Só não há dinheiro para as escolas. Ou para centros de saúde. Para hospitais. Maternidades. Ainda se fossem companhias aéreas, bancos falidos, empresas desfalcadas…
Olho para este caso dos professores a apagar manuais usados, e penso nos jornalistas, nos polícias, e em todos os profissionais que acabam a ter de cumprir tarefas que não era suposto estarem a executar. Penso no abuso que sofrem muitos profissionais, apenas para manterem o salário e o emprego.
No caso dos jornalistas, a desmotivação é grande. Hoje, os mais “antigos” nas redacções estão resignados e a contar os dias para a reforma ou saída antecipada. Entre os mais novos, muitos nem sabem o que é jornalismo porque começam logo a fazer “notícias” e cobrir conferências que são pagas por empresas ou organismos públicos, autarquias, etc.
Muitos jornalistas hoje, quando escrevem notícias ou fazem entrevistas, fazem-no no âmbito de uma qualquer “parceria comercial” contratada. São encomendas que estão previstas em cadernos de encargos obscuros e secretos porque não são do domínio público.
Isto é normal? É. Normalizou-se e hoje é o dia-a-dia das redacções nos grandes órgãos de comunicação social no país.
Deveria o regulador dos media exigir a divulgação de todos os contratos das chamadas “parcerias comerciais” feitas com grupos e órgãos de comunicação social? Obviamente. Mas não. Ficam no segredo dos deuses.
Conhecem-se apenas os contratos com entidades do Estado e que obrigatoriamente são divulgados no Portal Base. E mesmo esses são publicados sem a respectiva e obrigatória divulgação dos cadernos de encargos. É lá que está descriminado o que é encomendado: quantas entrevistas e notícias o órgão de comunicação terá de publicar no âmbito daquela encomenda.

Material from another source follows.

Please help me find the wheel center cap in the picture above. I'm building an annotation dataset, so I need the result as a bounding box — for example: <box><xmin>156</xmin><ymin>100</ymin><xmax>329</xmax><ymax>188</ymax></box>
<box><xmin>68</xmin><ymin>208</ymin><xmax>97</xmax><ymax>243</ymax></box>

Para quem não sabe, é proibido jornalistas executarem encomendas. Mas é isso que vemos todos os dias. É só ir à rede social LinkedIn e ver que a cada meia-hora há uma conferência em directo do Público, do Expresso e de outros jornais, rádios e TVs.
Cada uma dessas conferências tem directores, editores ou jornalistas a executar encomendas previstas num caderno de encargos. Cada uma dessas conferências tem contratos assinados com entidades que pagam para que ali estejam jornalistas, editores, directores. Cada uma dessas conferências tem jornalistas a escrever sobre o que lá se está a passar e a fazer entrevistas com os “convidados”. É só ler os textos e as entrevistas, assistir a algumas dessas conferências para perceber que alguém – um autarca, um gestor, uma empresa, um produto, um sector – está a ser promovido. Uma “mensagem”, várias “mensagens” de marketing estão a passar para o público, para os leitores, os ouvintes, os telespectadores.
Há cadernos de encargos que são um autêntico filme de terror para quem ama o jornalismo. Mas mesmo os contratos mais “suaves” são de fugir. Porque são uma violação da Lei da Imprensa e do Estatuto do Jornalista.
Dizem que “o país é pequeno”, “não há leitores”, que os jornais “estão em crise”. Dizem que são as parcerias comerciais que pagam os salários das redações. Podem até ser. Mas o que as redações fazem hoje, muitas vezes, não é jornalismo. Portanto, essas parcerias comerciais pagam para que os meios de comunicação social se transformem em máquinas de marketing e promoção, usando de forma abusiva a profissão, os jornalistas, o jornalismo.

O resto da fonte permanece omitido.